When I asked Alley if she thought she could start a design and build business while running her company, she said no. "I don't think that could fly," she said. "It's not fair to the other businesses."

John Austen of the UK's Locks and Security Monthly, though, didn't think that there was such a clear ethical line. He thought someone could have one business in an industry while running a publication about that industry, "provid[ed] they keep them separate and don't use the one as a bandwagon to promote the other." Austen himself "ran a publication and also looked after the PR interests for a number of companies in that field."

Austen emphasized that trade magazines can't forget where their money ultimately comes from. "We're always trying to strike a balance between content/reader interest and knowing those [advertisers] that keep us going," Austen said. "We are in the real world."

My point here is that this story has gained incredible traction because it is The New AOL (TM) and TechCrunch versus The New York Times. But this is a forever problem when it comes to information. Bias in journalism has been the default assumption forever. David Carr-style journalism ethics was an important invention developed to fight pervasive bias. It didn't just happen. It partially solved the trustworthiness problem, at least temporarily. 

Trade magazines have had to deal with these conflicts for a long time too in very intense ways. When the trade magazine association decides something is out of bounds, it's worth considering how big the change that Arrington wants to make to the journalism ethics toolbox. 

TechCrunch's MG Siegler wrote on his personal blog, "The market will decide. All this back-and-forth is meaningless," but that strikes me as precisely incorrect. The market for information is predicated on the trustworthiness of that information. The back-and-forth is what creates the perception of that trust or lack thereof. 

The New York Times doesn't operate with its current sense of ethics or purpose solely because they are a company full of great guys, but because they think it's a competitive advantage to be seen as fair and objective and trustworthy. The problem is that operating the way they do is expensive and slow. 

TechCrunch's team is proposing that their own version of journalism, in which some pieces of the ethical machine have been tightened up (e.g. more transparency) while others have been loosened (e.g. investing in companies you cover is OK), is just as good as the Times' version.
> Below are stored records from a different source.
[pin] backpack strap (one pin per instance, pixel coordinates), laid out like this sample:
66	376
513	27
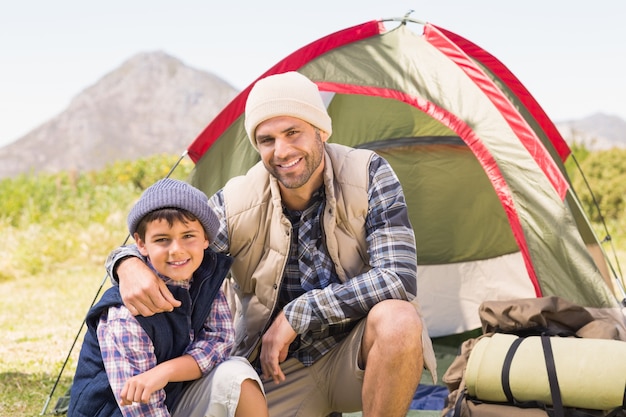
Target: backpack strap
555	391
506	369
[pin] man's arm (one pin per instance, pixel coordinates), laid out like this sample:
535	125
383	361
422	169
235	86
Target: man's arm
142	291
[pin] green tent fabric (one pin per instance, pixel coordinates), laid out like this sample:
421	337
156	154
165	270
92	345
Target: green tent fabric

It certainly is cheaper and faster, but it gains those advantages by devolving responsibility to the individual, not the publication. It's every woman for herself. And we know how well that has worked out for the trade publications.
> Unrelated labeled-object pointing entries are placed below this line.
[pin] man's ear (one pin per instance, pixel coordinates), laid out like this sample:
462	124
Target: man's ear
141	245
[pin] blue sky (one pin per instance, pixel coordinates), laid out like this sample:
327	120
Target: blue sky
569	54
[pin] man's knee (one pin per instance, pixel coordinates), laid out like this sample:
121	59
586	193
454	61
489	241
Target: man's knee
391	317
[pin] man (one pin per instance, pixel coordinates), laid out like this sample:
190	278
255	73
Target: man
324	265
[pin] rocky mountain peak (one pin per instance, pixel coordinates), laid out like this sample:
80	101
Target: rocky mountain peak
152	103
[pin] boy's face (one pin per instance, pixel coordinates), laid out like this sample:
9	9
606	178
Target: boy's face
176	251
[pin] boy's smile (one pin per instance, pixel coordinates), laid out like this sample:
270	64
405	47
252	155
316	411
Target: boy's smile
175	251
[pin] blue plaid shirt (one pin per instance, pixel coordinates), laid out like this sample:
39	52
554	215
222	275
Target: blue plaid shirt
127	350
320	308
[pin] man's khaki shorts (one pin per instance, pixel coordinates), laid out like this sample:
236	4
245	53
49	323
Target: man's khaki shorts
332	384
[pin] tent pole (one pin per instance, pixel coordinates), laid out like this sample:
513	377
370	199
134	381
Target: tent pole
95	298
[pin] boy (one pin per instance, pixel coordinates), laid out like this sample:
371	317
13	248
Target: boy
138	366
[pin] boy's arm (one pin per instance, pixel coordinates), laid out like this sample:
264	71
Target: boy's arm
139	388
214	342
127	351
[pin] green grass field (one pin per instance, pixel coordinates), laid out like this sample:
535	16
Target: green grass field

"As the industry has declined over the last 20 years, the pressure from sales to do whatever you can do bring in those advertisements, most of the guidelines have fallen by the wayside," Bethune told me. 

Arrington may be able to walk the ethical tightrope, but if he erodes journalism's institutional ethics, he may do a lot more damage than promoting or ignoring a few tech startups would.
Alexis Madrigal is a contributing writer at The Atlantic and the host of KQED’s Forum.